Risk management post!
1. Risk Appetite
This is a term you hear a lot of traditional finance. It means: how much risk are you willing to take? Or better, how much can you handle without losing any sleep over it?Your RA decides your portfolio balancing and profit taking plan.First of all and you probably heard this before: you should never invest more than you're willing to lose.Profits are nice, but the feeling of losing profits for most is worse than the euphoria they felt when it went upwards.
2. Taking profits
For newcomers a complicated topic. Everybody coming in has heard of big returns in crypto, easy money. It's not, because when they finally are in profit, most give the profits back to the market.When you get in at the right time making profits is easy, but what about keeping them?It starts by making a plan and executing it.
Rule of thumb if you're inexperienced:
Sell 20%-25% of your coins every time
1) it does +50% or
2) +100%.
Keep 10% in case it's 'the holy grail'.
It also depends on the marketcap/potential of the coin. High marketcap go for (1), if it's low marketcap go for 2.
There are many factors to take into account when setting the levels. TA resistance levels, psychological resistance levels, fundamentals and of course gut feeling.Taking losses is also a part of risk management. Be aware of the support levels and set stops if you can or monitor it closely.
3. Unrealised profits
In bull markets we're almost conditioned to think of uponly prices. Twitter is euphoric, you are euphoric, but the market moves in waves. Huge moves up almost always correct eventually. Get this in your head: unrealised profits are not actual profits yet.
When you do make life changing money, take it or at least a good part. You need time to process this in your head, and keeping it all in the market doesn't help to process it. Opportunities will arise almost daily, don't be afraid you'll miss out
4. A balanced portfolio
In general it's good to keep about 25% in USDT, 75% crypto. Depends on the market conditions. When the market is bottoming after a big crash USDT % can be lower, after huge run ups higher.
I also would advise to keep a good balance between your fiat money and crypto portfolio. Many have 90%-95% of their total net worth in crypto. Severe bear markets wil still hit us despite the market maturing.

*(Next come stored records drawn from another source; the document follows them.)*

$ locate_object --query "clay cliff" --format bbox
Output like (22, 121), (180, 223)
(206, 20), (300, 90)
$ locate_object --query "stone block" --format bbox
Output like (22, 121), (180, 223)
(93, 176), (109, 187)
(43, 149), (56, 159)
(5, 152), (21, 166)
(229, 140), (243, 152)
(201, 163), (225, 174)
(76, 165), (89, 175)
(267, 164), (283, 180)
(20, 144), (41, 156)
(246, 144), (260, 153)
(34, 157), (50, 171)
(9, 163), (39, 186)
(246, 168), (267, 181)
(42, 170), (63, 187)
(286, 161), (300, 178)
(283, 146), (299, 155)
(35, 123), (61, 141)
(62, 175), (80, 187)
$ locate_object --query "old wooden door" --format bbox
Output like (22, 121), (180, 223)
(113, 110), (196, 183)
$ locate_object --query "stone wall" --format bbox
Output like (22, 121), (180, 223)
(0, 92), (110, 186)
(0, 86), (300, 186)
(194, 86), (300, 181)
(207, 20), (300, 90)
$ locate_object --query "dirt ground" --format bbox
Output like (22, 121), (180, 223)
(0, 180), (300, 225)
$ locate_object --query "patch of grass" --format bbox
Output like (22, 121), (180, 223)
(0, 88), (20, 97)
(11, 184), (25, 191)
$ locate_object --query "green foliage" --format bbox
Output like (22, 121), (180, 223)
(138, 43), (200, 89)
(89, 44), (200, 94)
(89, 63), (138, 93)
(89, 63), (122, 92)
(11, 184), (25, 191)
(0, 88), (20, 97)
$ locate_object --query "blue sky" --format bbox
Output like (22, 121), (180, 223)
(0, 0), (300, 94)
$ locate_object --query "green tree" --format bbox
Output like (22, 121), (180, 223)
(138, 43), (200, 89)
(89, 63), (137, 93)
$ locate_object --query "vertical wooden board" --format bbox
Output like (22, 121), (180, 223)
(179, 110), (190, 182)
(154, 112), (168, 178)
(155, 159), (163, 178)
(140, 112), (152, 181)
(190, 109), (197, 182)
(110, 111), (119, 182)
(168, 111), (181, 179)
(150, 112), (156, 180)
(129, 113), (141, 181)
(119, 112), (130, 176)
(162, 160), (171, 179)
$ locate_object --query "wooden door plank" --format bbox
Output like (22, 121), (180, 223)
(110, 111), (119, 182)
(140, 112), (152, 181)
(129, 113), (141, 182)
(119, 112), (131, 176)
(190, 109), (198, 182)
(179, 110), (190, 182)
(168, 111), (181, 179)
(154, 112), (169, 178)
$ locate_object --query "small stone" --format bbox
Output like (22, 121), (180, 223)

Lynch' Rule of FiveResearch and pick five investments. Generally three will give an expected positive performance, one will underperform, and one.. will outperform all the others by far'
Rule of Five is important to keep in mind for portfolio risk management. I know enough people who go all in on one coin, what if something happens that no one could have predicted? Rule of five is a proven strategy which is backed by data.Of course, it needs nuance. Investing in low caps could advocate having more coins, for instance.
In general, I think ten coins is the max you should be in to properly manage and stay up to date to the developments.You could look for a balance between higher and lower risk.
For instance between high, medium and low cap coins. As example, 45% $BTC $ETH, 35% medium caps, 20% low caps.
Find your own undervalued coins and have the time to do this research properly. Find out what works for you.You can also choose to hedge your portfolio by going short on futures or buy options.
Crypto can be stressful, but sticking to decent risk management really helps. If it's still stressfull, remember: It's better to sleep well, than to eat well.Hopefully this puts risk management more top of mind, because it's a blind spot for many.